Glauben Sie, dass ein Ritz-Carlton Gast auch in ein W Hotel einchecken würde? Ich würde sagen, es hängt von seinem Reisezweck ab. Ich glaube nicht, dass Kunden heute nur einer bestimmten Marke treu sind. Ich war gestern in Rom und habe an einem Tag unsere Edition-, Bulgari-, W,- und St.-Regis-Hotels besucht und hatte fast das Gefühl, dass ich von einem Film in einen anderen falle. Weil sie alle so besonders, unterschiedlich und einzigartig sind. Ich liebe das. Ich war im W Rome und hatte die besten Pizzen auf dem Rooftop und dazu einen fabelhaften Paloma-Cocktail. Und da oben sind ein DJ und ein Butler, der eine Flasche Champagner bringt. Das ist einfach sehr eindringlich und wunderschön, und es fühlt sich an, als wäre man in einem Film wie „Der talentierte Mr. Ripley“. Ich liebe diese Momente, und ich denke, unsere Gäste lieben sie auch, wenn sie in einem unserer Hotels übernachten. Oft wählen sie andere Marriott-Luxushotels, weil sie wissen, dass es dort all diese verschiedenen Erlebnisse gibt.
Betrachten Sie sich selbst eher als W-Hotel- oder St.-Regis-Gast? Ich würde sagen, bei mir gilt dasselbe wie das, was ich gerade über unsere Gäste gesagt habe. Die Wahl des Hotels hängt von meinem Reisezweck ab. Zum Skifahren mit Freunden, würde ich das W Verbier wählen, weil es einfach ein großartiges Angebot für ein fröhliches und aktives Wochenende hat. Aber ich liebe auch das St. Regis Aspen, doch das wäre wahrscheinlich eher eine Reise, bei der ich alleine, entspannter und weniger aktiv unterwegs bin, um einfach etwas „Me Time“ zu genießen.

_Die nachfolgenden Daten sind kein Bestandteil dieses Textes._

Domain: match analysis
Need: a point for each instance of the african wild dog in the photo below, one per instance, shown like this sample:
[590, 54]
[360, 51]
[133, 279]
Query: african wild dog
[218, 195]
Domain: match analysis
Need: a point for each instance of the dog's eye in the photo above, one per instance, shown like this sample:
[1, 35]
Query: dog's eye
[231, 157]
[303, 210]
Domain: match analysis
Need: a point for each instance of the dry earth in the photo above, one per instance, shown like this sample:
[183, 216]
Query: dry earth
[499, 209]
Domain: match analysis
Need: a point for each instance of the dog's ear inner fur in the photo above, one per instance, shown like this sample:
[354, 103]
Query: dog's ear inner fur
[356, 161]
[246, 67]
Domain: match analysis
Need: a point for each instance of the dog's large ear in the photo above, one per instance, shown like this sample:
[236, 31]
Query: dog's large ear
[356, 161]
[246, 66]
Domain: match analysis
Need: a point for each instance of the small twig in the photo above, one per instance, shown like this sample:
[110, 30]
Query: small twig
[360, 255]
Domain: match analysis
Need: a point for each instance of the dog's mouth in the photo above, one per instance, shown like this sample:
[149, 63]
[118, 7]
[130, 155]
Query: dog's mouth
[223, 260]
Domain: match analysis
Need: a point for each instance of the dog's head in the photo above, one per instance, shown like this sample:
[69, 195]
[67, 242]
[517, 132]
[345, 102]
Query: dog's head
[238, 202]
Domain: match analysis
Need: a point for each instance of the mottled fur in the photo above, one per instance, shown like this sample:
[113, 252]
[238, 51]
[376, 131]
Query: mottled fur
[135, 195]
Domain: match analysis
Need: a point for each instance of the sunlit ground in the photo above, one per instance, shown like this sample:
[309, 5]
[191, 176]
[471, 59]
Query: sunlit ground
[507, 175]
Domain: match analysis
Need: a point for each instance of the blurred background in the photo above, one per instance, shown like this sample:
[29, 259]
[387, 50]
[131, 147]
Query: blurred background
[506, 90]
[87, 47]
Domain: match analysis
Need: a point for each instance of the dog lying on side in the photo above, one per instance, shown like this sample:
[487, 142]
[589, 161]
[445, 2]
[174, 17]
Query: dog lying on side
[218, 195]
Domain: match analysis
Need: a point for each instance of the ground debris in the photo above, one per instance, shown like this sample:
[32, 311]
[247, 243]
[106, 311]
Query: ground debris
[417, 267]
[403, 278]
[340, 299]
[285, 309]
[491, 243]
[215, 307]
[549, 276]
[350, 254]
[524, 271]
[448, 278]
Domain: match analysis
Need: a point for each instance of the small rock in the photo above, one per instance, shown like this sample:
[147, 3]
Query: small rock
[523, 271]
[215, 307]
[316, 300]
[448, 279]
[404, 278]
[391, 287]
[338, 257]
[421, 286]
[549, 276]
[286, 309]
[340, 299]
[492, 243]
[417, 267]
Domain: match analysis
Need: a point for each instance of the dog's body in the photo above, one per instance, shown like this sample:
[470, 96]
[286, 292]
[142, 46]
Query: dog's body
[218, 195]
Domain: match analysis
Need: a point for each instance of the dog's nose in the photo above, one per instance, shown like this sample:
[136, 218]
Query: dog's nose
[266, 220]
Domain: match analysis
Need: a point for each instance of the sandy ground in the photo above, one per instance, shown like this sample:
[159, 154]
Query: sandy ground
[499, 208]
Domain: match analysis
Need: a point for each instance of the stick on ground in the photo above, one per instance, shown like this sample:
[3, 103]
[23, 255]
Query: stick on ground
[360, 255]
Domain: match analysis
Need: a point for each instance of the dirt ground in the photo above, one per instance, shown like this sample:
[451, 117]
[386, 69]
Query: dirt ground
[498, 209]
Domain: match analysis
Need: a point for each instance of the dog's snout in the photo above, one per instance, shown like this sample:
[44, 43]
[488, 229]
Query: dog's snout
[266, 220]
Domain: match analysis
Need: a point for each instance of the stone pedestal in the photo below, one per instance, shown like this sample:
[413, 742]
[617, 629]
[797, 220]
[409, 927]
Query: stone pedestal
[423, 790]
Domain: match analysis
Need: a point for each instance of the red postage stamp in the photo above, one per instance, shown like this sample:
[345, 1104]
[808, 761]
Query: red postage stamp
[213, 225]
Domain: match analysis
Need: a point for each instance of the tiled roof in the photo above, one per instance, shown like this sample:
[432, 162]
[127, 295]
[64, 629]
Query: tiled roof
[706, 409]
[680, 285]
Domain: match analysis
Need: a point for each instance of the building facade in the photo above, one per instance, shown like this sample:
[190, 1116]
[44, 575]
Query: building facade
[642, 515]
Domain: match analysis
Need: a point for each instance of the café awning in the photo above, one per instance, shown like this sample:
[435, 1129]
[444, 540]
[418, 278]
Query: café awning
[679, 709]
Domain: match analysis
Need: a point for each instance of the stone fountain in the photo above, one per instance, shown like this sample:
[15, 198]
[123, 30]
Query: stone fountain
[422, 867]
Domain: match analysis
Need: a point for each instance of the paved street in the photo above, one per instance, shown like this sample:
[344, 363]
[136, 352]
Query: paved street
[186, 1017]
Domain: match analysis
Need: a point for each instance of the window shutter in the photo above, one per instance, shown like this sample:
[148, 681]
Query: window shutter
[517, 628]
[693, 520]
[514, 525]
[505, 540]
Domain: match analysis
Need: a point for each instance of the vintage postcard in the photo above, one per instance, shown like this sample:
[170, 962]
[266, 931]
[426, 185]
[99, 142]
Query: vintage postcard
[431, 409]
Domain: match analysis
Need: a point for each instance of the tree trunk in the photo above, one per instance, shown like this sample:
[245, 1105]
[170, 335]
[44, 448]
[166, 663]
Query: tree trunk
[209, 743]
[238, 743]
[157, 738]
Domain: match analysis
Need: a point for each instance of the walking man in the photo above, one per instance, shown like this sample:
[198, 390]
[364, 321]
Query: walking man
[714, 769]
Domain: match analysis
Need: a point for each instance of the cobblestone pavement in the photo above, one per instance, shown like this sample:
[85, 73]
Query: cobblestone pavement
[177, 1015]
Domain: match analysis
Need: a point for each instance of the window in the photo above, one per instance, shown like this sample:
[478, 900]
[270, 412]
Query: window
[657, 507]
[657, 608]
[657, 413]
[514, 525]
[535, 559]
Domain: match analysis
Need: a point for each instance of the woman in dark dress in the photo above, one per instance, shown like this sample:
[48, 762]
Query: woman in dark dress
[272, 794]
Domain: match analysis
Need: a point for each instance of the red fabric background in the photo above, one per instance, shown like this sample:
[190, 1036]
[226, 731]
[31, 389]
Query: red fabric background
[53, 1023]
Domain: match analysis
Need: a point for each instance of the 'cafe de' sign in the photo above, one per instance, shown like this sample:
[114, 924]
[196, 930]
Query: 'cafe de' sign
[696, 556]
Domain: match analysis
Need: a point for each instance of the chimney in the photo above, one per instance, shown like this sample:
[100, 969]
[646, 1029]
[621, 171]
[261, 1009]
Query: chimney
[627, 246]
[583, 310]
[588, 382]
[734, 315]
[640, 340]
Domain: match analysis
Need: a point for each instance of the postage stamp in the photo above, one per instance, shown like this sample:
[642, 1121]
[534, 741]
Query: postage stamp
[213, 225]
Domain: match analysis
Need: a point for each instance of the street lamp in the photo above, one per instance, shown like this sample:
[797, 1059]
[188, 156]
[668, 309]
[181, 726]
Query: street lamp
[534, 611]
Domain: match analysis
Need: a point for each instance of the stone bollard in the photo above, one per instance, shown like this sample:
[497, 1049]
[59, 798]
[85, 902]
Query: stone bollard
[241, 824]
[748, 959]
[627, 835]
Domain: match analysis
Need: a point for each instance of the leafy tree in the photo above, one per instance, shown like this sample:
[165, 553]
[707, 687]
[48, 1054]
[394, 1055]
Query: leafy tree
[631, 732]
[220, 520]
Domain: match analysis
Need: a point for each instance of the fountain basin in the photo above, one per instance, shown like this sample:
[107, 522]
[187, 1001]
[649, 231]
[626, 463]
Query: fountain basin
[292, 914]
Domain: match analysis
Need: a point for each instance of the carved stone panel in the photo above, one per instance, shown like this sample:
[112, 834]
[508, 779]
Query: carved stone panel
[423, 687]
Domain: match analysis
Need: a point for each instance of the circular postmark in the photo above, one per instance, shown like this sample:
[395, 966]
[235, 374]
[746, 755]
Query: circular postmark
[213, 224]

Ich glaube, dass die Marke W eher das Gen-Z- und Millennial-Publikum anzieht oder Menschen, die im Herzen jung geblieben sind. Nicht alle mögen Musik in der Lounge, und das hängt von Vorlieben aber auch vom Alter ab. Aber das ist in Ordnung so. Genauso verhält es sich auch in der Modewelt. Die einen lieben Gucci, andere tun es nicht. Manche Leute lieben Zegna, andere nicht. Es gibt eben diese Vorlieben. Und es ist großartig, dass Marriott über mehr als 30 Marken in verschiedenen Preissegmenten verfügt, zwischen denen man auswählen kann.
In welchen Destinationen würden Sie persönlich gerne eine Weiterentwicklung der Marke W sehen? Ich bin überzeugt, dass es wunderbare Möglichkeiten im gesamten Mittelmeerraum, wo wir vor kurzem das W Costa Navarino eröffnet haben, gibt. Meiner Meinung nach passen die Unbeschwertheit und die Verspieltheit von mediterranen Destinationen, insbesondere im Sommer, sehr gut zur Philosophie der Marke. Aber über Costa Navarino hinaus denke ich, dass Athen eine passende Destination wäre. Mykonos und Paros natürlich genauso. Es gibt großartige Orte im gesamten Mittelmeerraum, in denen die Marke sehr erfolgreich sein könnte: Südspanien, Südfrankreich, weitere italienische Destinationen wie Sardinien, oder auch Bodrum in der Türkei. Außerdem sehe ich auch noch viele spannende Möglichkeiten in Südamerika. Wir haben dort bereits ein paar Häuser. Bald eröffnen wir in São Paulo. Das ist eine wunderbare Stadt, genauso wie Buenos Aires. Meiner Meinung nach bieten die südliche Hemisphäre, das Mittelmeer und Afrika immer noch viele Chancen für tolle Standorte in diesen Märkten.